Şunu da sorabiliriz:

-İnsanlar hayattaki yolculuk içinde kendi kendileri ile İslam ölçüleri arasındaki ilişkinin hangi boyutlara evrildiğine bakmazlar mı, ortaya çıkan açı farklarını nasıl içlerine sindirirler, nasıl bir savunma geliştirirler ve o savunmaların ilahi Huzurda da kabule şayan olacağına nasıl inanırlar?

Aslında herkes duyarlı olmalıdır. “Din samimiyettir.” Allah ile ilişkide samimiyet, Kur’an ile ilişkide samimiyet, Peygamber ile ilişkide samimiyet… Bunların tamamı da Müslümanlığımızın samimi olmasıdır.

Burası her insanın kendi hesap defterinin mündericatıdır.

Bir de yanlış görünülürlüklerin insanların yüreğinde açacağı yaranın vebali vardır. “Müslüman kimliği” üzerine yüklenen bir yalan yüzünden, bir adaletsizlik yüzünden, bir iki yüzlülük, samimiyetsizlik yüzünden, bir çıkarcılık yüzünden, bir çamur medya dili yüzünden, bir nefis höykürmesi yüzünden….. dünyanın herhangi bir ülkesindeki insan, bizim ülkemizdeki bir genç, dudak büktü, “bu mu?” dedi,  yüreği burkuldu, üzüldü, yıkıldı…

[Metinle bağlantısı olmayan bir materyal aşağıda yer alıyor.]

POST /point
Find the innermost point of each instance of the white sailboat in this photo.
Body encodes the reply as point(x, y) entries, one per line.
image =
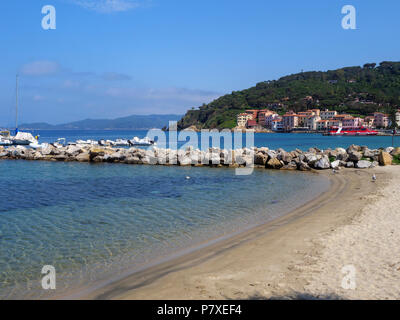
point(20, 138)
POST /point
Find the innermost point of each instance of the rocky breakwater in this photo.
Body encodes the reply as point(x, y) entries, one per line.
point(312, 159)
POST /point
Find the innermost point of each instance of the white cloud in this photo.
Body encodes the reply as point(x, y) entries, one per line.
point(107, 6)
point(114, 76)
point(38, 97)
point(189, 96)
point(40, 68)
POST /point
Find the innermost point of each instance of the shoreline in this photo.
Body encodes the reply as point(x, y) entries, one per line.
point(226, 270)
point(131, 286)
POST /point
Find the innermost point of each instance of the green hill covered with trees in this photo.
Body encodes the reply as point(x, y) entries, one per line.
point(354, 90)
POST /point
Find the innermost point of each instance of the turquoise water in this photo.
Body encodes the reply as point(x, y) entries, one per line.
point(287, 141)
point(93, 222)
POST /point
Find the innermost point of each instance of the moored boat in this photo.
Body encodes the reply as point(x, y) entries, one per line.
point(351, 131)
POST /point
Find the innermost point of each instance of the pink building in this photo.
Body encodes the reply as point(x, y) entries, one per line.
point(381, 120)
point(351, 122)
point(290, 121)
point(269, 118)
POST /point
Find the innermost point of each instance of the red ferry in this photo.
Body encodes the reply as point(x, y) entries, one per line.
point(351, 131)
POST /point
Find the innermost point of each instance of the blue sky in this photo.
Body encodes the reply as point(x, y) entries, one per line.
point(112, 58)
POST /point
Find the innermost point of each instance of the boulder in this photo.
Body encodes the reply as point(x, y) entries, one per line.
point(374, 164)
point(353, 147)
point(385, 159)
point(73, 150)
point(271, 154)
point(48, 150)
point(395, 152)
point(335, 164)
point(389, 149)
point(368, 153)
point(260, 158)
point(354, 155)
point(274, 163)
point(83, 157)
point(363, 164)
point(350, 164)
point(286, 157)
point(304, 166)
point(322, 163)
point(132, 160)
point(290, 166)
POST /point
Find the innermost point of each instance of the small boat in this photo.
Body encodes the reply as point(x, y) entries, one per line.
point(351, 131)
point(87, 142)
point(20, 138)
point(121, 143)
point(146, 141)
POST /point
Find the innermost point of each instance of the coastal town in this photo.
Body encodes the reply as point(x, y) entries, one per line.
point(314, 120)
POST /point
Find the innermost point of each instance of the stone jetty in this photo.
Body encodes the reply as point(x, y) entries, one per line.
point(313, 159)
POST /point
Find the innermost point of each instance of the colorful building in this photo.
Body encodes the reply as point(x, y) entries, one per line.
point(328, 114)
point(290, 121)
point(242, 119)
point(381, 120)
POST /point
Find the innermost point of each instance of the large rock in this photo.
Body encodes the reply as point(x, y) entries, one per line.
point(290, 166)
point(286, 157)
point(395, 152)
point(385, 159)
point(304, 166)
point(368, 153)
point(335, 164)
point(353, 147)
point(322, 163)
point(48, 150)
point(260, 158)
point(274, 163)
point(363, 164)
point(389, 149)
point(354, 155)
point(73, 150)
point(350, 164)
point(83, 157)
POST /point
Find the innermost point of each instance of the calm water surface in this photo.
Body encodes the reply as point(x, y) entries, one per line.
point(92, 222)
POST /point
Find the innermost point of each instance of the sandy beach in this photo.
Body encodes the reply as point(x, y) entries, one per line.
point(342, 245)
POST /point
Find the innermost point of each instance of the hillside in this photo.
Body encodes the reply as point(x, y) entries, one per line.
point(134, 122)
point(354, 90)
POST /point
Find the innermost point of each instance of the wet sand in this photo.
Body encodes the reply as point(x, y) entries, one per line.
point(300, 255)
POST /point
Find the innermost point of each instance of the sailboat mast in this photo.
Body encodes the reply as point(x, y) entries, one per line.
point(16, 104)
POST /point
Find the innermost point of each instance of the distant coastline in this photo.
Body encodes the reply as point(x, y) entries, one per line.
point(133, 122)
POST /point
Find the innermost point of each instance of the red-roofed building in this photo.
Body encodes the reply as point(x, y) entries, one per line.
point(381, 120)
point(251, 123)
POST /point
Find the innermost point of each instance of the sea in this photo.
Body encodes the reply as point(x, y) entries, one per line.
point(96, 222)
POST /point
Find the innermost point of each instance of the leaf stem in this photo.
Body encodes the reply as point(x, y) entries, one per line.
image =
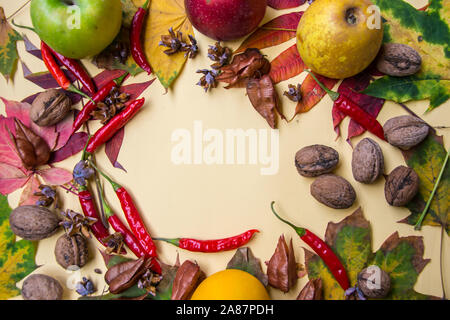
point(418, 225)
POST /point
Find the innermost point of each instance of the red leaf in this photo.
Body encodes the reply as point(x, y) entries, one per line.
point(351, 87)
point(75, 144)
point(267, 35)
point(27, 197)
point(287, 65)
point(312, 93)
point(113, 146)
point(56, 176)
point(285, 4)
point(11, 178)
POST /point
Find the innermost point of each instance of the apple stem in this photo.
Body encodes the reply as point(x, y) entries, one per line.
point(333, 95)
point(20, 26)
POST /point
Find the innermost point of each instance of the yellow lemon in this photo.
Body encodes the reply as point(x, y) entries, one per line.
point(339, 39)
point(231, 284)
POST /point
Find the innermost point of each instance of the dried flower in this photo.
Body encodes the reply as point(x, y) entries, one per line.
point(294, 93)
point(76, 223)
point(172, 41)
point(208, 81)
point(82, 172)
point(114, 243)
point(85, 287)
point(47, 196)
point(221, 55)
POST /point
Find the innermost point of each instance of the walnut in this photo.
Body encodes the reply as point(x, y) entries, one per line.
point(50, 107)
point(405, 131)
point(398, 60)
point(333, 191)
point(401, 186)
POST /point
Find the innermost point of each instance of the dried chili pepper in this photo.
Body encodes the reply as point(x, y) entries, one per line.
point(77, 70)
point(102, 93)
point(353, 110)
point(209, 246)
point(323, 251)
point(135, 38)
point(128, 237)
point(132, 215)
point(115, 124)
point(56, 71)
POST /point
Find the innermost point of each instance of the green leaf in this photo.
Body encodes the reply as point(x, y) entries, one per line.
point(351, 240)
point(16, 258)
point(8, 48)
point(427, 159)
point(417, 87)
point(427, 32)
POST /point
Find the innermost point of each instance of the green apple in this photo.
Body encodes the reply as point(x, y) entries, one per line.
point(77, 28)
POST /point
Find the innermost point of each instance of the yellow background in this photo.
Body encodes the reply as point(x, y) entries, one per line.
point(221, 200)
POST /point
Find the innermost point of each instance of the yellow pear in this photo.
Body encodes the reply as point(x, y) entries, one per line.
point(339, 39)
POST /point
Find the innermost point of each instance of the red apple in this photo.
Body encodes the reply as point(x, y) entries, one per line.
point(225, 20)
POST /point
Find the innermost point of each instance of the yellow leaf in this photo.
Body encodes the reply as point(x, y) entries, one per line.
point(163, 15)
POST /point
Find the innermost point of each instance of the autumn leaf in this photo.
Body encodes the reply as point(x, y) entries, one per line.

Pek çok dindar anne – babayı dinledim, kendi çocuklarının yüreklerindeki sancıyı anlatıyorlar, araya giren mesafeden ürküyorlar… Hani “kızların kıyafeti şöyle değişiyor, böyle değişiyor”dan öte bir şeyden bahsediyorum. O ayrı bir kategori… Annelerinin babalarının samimiyetine inanıyor olmasalar daha başka yıkılacaklar. “Dava” diye bir şeyi konuşamıyor babalar artık evlatlarıyla.

Ey her türlü görünür olanlar! Kendinize bir kere daha bakmanın size kaybettireceği bir şey yok.